For a data set with n identifiers per record, there are 2(n) unique agree/disagree comparison vectors (γj). As before,1 we used last name, NYSIIS15 transformed first name (FNY), middle initial, gender, month, day, and year of birth to establish linkage status; therefore, there were 2(7) or 128 unique comparison vectors. SSN was not used for this analysis because we used it to block the record pairs; therefore, it agreed for all record-pairs. (Blocking refers to the process of grouping similar record pairs together. It is analogous to sorting socks by color before pairing them.)

We calculated the estimated true-positive and true-negative rates for each unique vector using equations (8) and (9). We ordered the vectors by ascending scores and calculated the estimated sensitivity and specificity as a function of record-pair score. We then compared the estimated sensitivity and specificity at various match likelihood score thresholds with both the manually reviewed results and the deterministic method.

RESULTS

Sensitivities/Specificities

The EM-estimated and observed sensitivities and specificities for registries A and B are shown in Figure 3 and Figure 4, respectively. Table 1 shows the estimated and observed values for an estimated specificity of 99.95% and an estimated sensitivity of 99.95%. The results from the earlier deterministic algorithm are included for comparison as well. At these thresholds, the EM estimates closely reflect the observed values.
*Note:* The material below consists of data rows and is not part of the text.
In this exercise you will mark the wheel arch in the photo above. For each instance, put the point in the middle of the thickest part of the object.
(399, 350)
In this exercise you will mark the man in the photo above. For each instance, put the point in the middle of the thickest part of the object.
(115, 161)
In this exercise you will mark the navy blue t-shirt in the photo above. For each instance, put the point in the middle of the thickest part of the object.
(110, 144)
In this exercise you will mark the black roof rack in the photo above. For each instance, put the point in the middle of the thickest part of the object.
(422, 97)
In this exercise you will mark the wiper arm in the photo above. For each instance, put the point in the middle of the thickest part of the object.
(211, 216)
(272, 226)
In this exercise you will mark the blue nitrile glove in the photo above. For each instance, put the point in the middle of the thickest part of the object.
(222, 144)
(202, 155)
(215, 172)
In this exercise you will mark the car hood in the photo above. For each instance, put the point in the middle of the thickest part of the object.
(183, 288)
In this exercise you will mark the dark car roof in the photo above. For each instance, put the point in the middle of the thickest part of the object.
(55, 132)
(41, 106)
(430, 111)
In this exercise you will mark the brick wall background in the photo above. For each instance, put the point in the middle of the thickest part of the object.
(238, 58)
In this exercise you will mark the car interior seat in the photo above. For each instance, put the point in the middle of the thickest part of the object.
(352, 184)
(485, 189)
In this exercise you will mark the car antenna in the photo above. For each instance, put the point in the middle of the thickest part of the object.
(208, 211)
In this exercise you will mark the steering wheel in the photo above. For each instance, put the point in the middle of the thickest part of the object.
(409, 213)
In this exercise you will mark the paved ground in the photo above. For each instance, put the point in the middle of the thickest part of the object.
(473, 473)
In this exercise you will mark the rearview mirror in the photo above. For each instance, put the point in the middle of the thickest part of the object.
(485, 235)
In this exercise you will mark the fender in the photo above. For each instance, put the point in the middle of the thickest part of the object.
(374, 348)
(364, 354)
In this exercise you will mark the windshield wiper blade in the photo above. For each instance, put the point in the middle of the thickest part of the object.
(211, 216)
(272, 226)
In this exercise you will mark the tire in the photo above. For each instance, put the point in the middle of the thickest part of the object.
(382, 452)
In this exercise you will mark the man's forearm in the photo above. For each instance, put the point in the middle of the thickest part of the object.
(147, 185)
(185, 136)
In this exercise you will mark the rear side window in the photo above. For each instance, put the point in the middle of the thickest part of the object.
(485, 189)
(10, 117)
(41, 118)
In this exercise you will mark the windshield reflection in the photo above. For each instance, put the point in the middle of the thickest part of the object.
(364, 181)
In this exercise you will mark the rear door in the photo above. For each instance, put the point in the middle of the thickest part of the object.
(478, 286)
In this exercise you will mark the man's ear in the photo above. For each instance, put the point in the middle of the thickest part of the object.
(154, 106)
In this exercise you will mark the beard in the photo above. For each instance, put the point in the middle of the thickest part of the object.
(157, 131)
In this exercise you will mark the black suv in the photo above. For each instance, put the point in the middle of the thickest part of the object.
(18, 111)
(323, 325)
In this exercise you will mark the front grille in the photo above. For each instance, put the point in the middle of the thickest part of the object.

Figure 3. Registry A sensitivities and specificities as a function of match likelihood score.

Figure 3

The EM-estimates are compared with manually reviewed (observed) values.

Figure 4. Registry B sensitivities and specificities as a function of match likelihood score.

Figure 4

The EM-estimates are compared with manually reviewed (observed) values.

Table 1. Estimated and observed sensitivities and specificities for two threshold estimates and the deterministic algorithm.

(SPECest/obs = estimated and observed specificity and SENSest/obs = estimated/observed sensitivity)

Registry A Registry B
SPECest = 99.95 SPECobs 99.43 99.42
SENSest 97.39 98.02
SENSobs 94.64 96.50
SENSest = 99.95 SENSobs 99.19 98.99
SPECest 97.04 98.79
SPECobs 98.29 97.97
Deterministic SENS 87.5 90.9
SPEC 100 100

The area under the curve (AUC) values for the receiver-operator characteristics (ROC) curves are shown in Table 2. The estimated values very closely approximate the manually reviewed results.

Table 2.

Area under the curve (AUC) values for both estimated and observed results.

Registry A Registry B
Manual Review .9998 .9999
EM-Estimate .9980 .9989

True links and identifier agreement

Manual review found 5,298 true links out of 6,000 record pairs for registry A and 5,655 true links from 6,000 for registry B. The EM algorithm estimated 5,254 and 5,597 true links for registries A and B, respectively. Table 3 shows the estimated and observed agreement rates for individual identifiers, from which all estimated data were derived.

Table 3. EM-estimated identifier agreement rates compared with observed agreement rates.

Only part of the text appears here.